# bow

In [2]:
import numpy as np
import pandas as pd

def sigmoid(z):
    z = np.clip(z, -500, 500)
    return 1 / (1 + np.exp(-z))

# def compute_gradient(X, y, w, C):
#     m = X.shape[0]
#     y_pred = sigmoid(np.dot(X, w)) * 2 - 1  # Transform sigmoid output to -1 and +1
#     gradient = np.dot(X.T, (y_pred - y)) / m + C * w
#     return gradient
def compute_svm_gradient(X, y, w, C):
    m = X.shape[0]
    distances = 1 - y * (np.dot(X, w))
    dw = np.zeros(len(w))
    for ind, d in enumerate(distances):
        if max(0, d) == 0:
            di = w
        else:
            di = w - (C * y[ind] * X[ind])
        dw += di
    dw = dw/m  # Average
    return dw
def logistic_regression_SGD(X_train, y_train, learning_rate, epochs, C, batch_size=32):
    w = np.zeros(X_train.shape[1])
    num_samples = X_train.shape[0]
    
    for epoch in range(epochs):
        indices = np.random.permutation(num_samples)
        X_train_shuffled = X_train[indices]
        y_train_shuffled = y_train[indices]
        
        for start in range(0, num_samples, batch_size):
            end = min(start + batch_size, num_samples)
            X_batch = X_train_shuffled[start:end]
            y_batch = y_train_shuffled[start:end]
            
            gradient = compute_gradient(X_batch, y_batch, w, C)
            w -= learning_rate * gradient

        learning_rate /= (1 + epoch)  # Decaying learning rate

    return w

def predict(X, weights):
    z = np.dot(X, weights)
    return np.where(sigmoid(z) >= 0.5, 1, -1)

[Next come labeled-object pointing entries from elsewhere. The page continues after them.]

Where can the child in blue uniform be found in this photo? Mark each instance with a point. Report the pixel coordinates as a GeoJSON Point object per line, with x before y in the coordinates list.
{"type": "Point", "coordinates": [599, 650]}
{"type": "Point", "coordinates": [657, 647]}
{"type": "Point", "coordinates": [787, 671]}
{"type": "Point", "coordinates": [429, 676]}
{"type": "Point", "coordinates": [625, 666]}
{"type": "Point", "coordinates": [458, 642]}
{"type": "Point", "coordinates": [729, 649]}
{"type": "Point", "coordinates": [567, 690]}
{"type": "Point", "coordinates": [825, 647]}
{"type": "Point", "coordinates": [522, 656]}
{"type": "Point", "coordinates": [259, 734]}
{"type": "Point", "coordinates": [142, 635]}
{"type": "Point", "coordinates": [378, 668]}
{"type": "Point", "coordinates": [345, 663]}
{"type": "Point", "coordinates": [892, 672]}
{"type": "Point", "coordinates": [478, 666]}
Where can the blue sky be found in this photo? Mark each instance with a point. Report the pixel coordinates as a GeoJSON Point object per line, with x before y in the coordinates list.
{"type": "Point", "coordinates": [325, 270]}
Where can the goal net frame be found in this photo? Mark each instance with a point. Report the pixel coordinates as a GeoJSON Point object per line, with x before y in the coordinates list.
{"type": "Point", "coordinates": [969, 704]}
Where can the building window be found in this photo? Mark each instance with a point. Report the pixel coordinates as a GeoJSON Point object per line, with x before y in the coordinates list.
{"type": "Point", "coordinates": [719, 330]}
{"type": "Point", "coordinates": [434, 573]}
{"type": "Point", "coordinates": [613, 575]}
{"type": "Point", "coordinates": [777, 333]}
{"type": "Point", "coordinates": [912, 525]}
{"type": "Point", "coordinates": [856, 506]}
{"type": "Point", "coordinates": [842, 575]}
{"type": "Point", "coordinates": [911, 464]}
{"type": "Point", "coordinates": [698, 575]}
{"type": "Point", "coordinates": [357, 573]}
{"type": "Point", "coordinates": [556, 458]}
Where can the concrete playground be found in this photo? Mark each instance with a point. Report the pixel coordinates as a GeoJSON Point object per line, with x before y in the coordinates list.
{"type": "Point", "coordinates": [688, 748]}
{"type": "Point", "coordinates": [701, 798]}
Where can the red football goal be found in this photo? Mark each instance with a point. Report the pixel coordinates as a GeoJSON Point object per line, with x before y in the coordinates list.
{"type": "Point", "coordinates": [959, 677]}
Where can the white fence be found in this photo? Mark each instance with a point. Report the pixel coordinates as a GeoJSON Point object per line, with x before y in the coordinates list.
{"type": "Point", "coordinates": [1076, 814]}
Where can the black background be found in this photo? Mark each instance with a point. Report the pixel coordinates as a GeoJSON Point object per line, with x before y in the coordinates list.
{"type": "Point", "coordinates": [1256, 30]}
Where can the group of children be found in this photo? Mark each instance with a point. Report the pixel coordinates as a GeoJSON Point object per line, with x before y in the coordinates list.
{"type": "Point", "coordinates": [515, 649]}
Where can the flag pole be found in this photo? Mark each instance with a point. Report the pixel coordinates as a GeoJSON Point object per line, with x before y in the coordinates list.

def calculate_metrics(y_true, y_pred):
    true_positives = np.sum((y_pred == 1) & (y_true == 1))
    false_positives = np.sum((y_pred == 1) & (y_true == -1))
    false_negatives = np.sum((y_pred == -1) & (y_true == 1))
    precision = true_positives / (true_positives + false_positives) if true_positives + false_positives > 0 else 0
    recall = true_positives / (true_positives + false_negatives) if true_positives + false_negatives > 0 else 0
    f1 = 2 * (precision * recall) / (precision + recall) if precision + recall > 0 else 0
    return precision, recall, f1

def calculate_accuracy(y_true, y_pred):
    correct_predictions = np.sum(y_true == y_pred)
    total_predictions = len(y_true)
    accuracy = correct_predictions / total_predictions
    return accuracy

def k_fold_split(num_samples, k=5):
    indices = np.arange(num_samples)
    np.random.shuffle(indices)
    fold_sizes = np.full(k, num_samples // k, dtype=int)
    fold_sizes[:num_samples % k] += 1
    current = 0
    folds = []
    for fold_size in fold_sizes:
        start, stop = current, current + fold_size
        folds.append(indices[start:stop])
        current = stop
    return folds

def perform_cross_validation(X, y, k, learning_rates, Cs, epochs, batch_size):
    num_samples = len(y)
    folds = k_fold_split(num_samples, k)
    best_params = {}
    best_f1 = -np.inf

    for gamma in learning_rates:
        for C in Cs:
            f1_scores = []

            for i in range(k):
                test_idx = folds[i]
                train_idx = np.hstack([folds[j] for j in range(k) if j != i])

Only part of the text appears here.